There have been quite a few films and books about the events of that winter in 1846. Most emphasise the cannibalism that became inevitable, but omit any ethical discussion (probably no record was kept of it anyway) and gloss over the clearly racist decision to kill and eat the Native American guides in preference to “white” meat, even where the potential victim had volunteered. The movie Alive covered this rather better, showing a group of young men, all devout Catholics, debating how to justify eating their dead fellow passengers after the crash of a Uruguayan Air Force plane chartered by their football team in the Andes in 1972.

Back to the future – March 2024. The California Highway Patrol issued an appeal to people not to head out there, for obvious reasons.

The skiers, in particular, were not interested in listening to warnings – they wanted powder, and plenty of it. Despite snowfall of up to 12 feet being expected in some higher elevations, people headed out from San Francisco and all parts of the USA to find a mountain they could slide down. Many of them promptly got stuck in cars that would not respond in the freezing temperatures, and ski resorts had to shut down anyway. Big rigs also were stranded, blocked from moving (even if they had chains) by the inactive cars, or jack-knifing in the treacherous conditions.

Like 1846, this was a recipe for disaster. Residents of Truckee, California, one of the closest towns to Donner Pass, reported having inches of snow in front of their houses making it difficult to get out.

It did not take long for social media to pick up those reports of a “significant number of vehicles stranded over Donner Summit”. One headline read:

Untold Number of People Trapped at Site of Great American Tragedy

Some, of course, made the inevitable logical leap:

Sorry to disappoint, but there have been no reports of cannibalism from the stranded cars, trucks or town-folk. Unlike 1846, there are now emergency services available, including all sorts of technology from drones to snowploughs, and in fact emergency teams and tow services worked tirelessly to reach those affected.

While many had to leave their cars behind, no gnawed bones have been discovered so far. Maybe when the snow melts…

It’s just meat: SOCIETY OF THE SNOW (La sociedad de la nieve)  (J.A. Bayona, 2024)

Society of the Snow is a new account of the 1972 Andes plane crash. It is an adaptation of Pablo Vierci‘s book of the same name,which included detailed accounts of all sixteen survivors, many of whom Vierci had known from his earliest years.

The twist here (not really a spoiler as they keep presaging it) is that the narrator of the film is one of those who were not among the sixteen.

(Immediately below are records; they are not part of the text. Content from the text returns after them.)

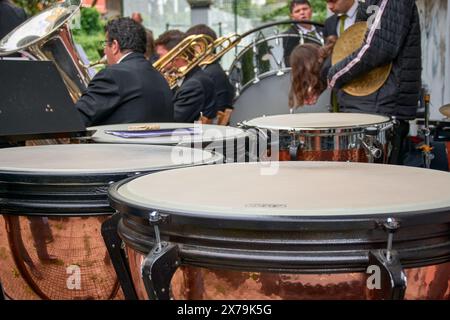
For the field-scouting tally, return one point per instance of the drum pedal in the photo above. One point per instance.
(393, 279)
(160, 264)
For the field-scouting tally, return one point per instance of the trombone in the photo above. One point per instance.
(220, 47)
(193, 50)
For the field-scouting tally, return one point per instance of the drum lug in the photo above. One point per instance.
(115, 250)
(369, 141)
(393, 279)
(158, 269)
(295, 147)
(2, 294)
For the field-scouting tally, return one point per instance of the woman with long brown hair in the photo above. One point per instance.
(308, 81)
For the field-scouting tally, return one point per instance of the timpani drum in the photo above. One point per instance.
(374, 237)
(235, 144)
(354, 137)
(53, 200)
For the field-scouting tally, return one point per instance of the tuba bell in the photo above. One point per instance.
(47, 36)
(350, 41)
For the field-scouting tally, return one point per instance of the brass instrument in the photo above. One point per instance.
(192, 50)
(102, 61)
(220, 47)
(350, 41)
(47, 36)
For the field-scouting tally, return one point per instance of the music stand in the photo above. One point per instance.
(35, 103)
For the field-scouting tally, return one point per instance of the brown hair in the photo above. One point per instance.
(202, 29)
(306, 62)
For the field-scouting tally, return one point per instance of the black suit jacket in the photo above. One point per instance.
(10, 17)
(129, 92)
(289, 43)
(224, 89)
(196, 94)
(330, 28)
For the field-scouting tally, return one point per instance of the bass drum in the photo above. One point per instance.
(270, 96)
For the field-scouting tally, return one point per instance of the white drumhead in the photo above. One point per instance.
(297, 189)
(312, 121)
(99, 158)
(209, 133)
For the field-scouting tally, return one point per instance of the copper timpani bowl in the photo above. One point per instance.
(53, 201)
(286, 230)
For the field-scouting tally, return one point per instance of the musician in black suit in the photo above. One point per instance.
(345, 14)
(300, 10)
(129, 90)
(195, 99)
(225, 91)
(10, 17)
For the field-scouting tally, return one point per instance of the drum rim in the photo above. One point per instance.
(241, 135)
(277, 222)
(388, 120)
(50, 174)
(77, 3)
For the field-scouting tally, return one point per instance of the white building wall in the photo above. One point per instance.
(435, 24)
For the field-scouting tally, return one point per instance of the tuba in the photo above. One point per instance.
(192, 49)
(47, 36)
(350, 41)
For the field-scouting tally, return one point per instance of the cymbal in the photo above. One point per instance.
(445, 110)
(350, 41)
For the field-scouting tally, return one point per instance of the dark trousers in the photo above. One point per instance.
(397, 141)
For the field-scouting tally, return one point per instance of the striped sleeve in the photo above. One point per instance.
(384, 39)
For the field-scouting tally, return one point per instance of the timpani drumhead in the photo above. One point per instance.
(209, 133)
(317, 121)
(301, 189)
(85, 159)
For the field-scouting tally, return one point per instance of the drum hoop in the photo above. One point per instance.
(74, 12)
(278, 222)
(306, 130)
(242, 134)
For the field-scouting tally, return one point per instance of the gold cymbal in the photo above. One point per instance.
(350, 41)
(445, 110)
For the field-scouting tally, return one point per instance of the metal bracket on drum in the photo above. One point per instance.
(2, 293)
(369, 141)
(160, 264)
(393, 279)
(295, 147)
(117, 255)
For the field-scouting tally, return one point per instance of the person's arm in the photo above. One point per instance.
(188, 102)
(381, 45)
(100, 99)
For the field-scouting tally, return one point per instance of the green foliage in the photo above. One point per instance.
(92, 44)
(90, 21)
(91, 33)
(34, 6)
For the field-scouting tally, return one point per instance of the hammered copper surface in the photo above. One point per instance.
(39, 257)
(192, 283)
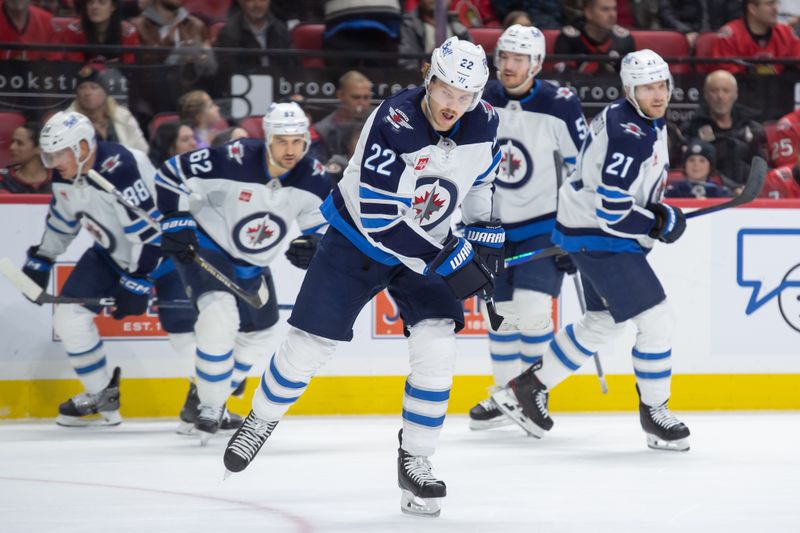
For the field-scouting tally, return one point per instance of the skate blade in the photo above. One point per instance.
(425, 507)
(656, 443)
(507, 402)
(104, 418)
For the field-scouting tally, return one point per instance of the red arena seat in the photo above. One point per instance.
(309, 37)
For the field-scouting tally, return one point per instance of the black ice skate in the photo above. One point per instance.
(486, 415)
(191, 409)
(421, 491)
(101, 409)
(524, 400)
(245, 443)
(663, 430)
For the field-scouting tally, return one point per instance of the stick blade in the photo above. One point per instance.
(17, 277)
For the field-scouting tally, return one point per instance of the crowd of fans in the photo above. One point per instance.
(715, 147)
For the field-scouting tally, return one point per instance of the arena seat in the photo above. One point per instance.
(9, 121)
(309, 37)
(666, 44)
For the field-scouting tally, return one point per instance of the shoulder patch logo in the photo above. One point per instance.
(633, 129)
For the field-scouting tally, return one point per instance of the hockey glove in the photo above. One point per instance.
(302, 249)
(670, 222)
(462, 269)
(38, 267)
(131, 296)
(488, 239)
(565, 264)
(179, 236)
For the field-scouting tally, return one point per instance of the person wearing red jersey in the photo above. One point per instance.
(22, 23)
(100, 23)
(757, 34)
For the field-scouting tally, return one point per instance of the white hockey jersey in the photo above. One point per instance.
(229, 193)
(621, 169)
(531, 129)
(131, 243)
(399, 191)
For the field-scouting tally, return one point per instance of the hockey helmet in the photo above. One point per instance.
(462, 65)
(640, 68)
(286, 119)
(525, 40)
(64, 131)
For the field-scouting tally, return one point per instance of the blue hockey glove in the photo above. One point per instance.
(670, 222)
(302, 249)
(131, 296)
(38, 267)
(488, 239)
(462, 269)
(179, 236)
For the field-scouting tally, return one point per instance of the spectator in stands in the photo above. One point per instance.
(197, 109)
(253, 26)
(24, 24)
(759, 35)
(227, 135)
(700, 179)
(359, 26)
(171, 139)
(26, 174)
(111, 121)
(546, 14)
(730, 127)
(355, 104)
(167, 23)
(418, 34)
(100, 22)
(596, 33)
(517, 17)
(691, 17)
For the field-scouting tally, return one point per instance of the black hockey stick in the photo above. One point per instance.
(255, 300)
(33, 292)
(752, 188)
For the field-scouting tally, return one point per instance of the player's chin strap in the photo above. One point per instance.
(255, 300)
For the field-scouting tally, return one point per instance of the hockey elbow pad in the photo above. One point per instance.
(462, 269)
(488, 240)
(670, 222)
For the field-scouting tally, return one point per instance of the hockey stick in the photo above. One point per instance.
(752, 188)
(255, 300)
(32, 291)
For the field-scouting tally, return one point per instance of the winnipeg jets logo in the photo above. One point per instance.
(258, 232)
(110, 164)
(397, 119)
(633, 129)
(235, 152)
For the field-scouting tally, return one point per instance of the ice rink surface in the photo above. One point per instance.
(592, 473)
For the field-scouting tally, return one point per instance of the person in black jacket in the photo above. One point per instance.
(253, 26)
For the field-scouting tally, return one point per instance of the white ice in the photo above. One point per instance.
(592, 473)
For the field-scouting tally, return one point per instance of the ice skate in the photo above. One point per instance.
(663, 430)
(101, 409)
(191, 408)
(421, 491)
(245, 443)
(486, 415)
(524, 400)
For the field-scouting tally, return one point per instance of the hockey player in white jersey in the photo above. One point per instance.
(421, 153)
(610, 214)
(124, 253)
(536, 120)
(234, 205)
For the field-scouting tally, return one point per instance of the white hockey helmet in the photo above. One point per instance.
(640, 68)
(526, 40)
(286, 119)
(65, 130)
(462, 65)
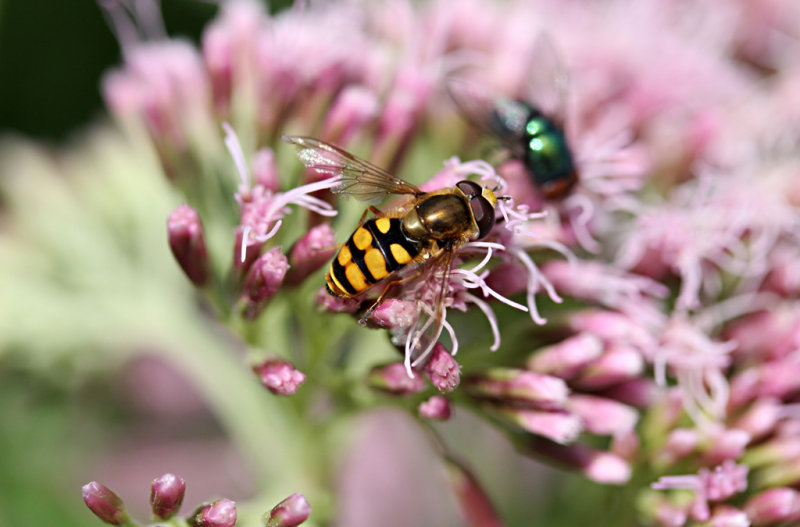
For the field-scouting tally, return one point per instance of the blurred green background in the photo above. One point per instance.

Uruguayan Air Force flight 571, chartered to transport the “Old Christians” rugby team to Santiago, Chile, crashed into a glacier in the heart of the Andes. Of the 45 passengers on board, only 16 survived for the 72 days before they were rescued. Trapped in one of the most inaccessible and hostile environments on the planet, they had to choose cannibalism to stay alive. In this blog, we are most interested in the debate that led to the decision to eat their friends and crew, but the whole story of their pursuit of survival goes beyond what they ate and is equally fascinating.

We see a group of very devout young people, laughing and joking as they organise the trip to Chile, horsing around as the plane gets most of the way over the Andes, and then their reactions as the plane just does not reach the required altitude.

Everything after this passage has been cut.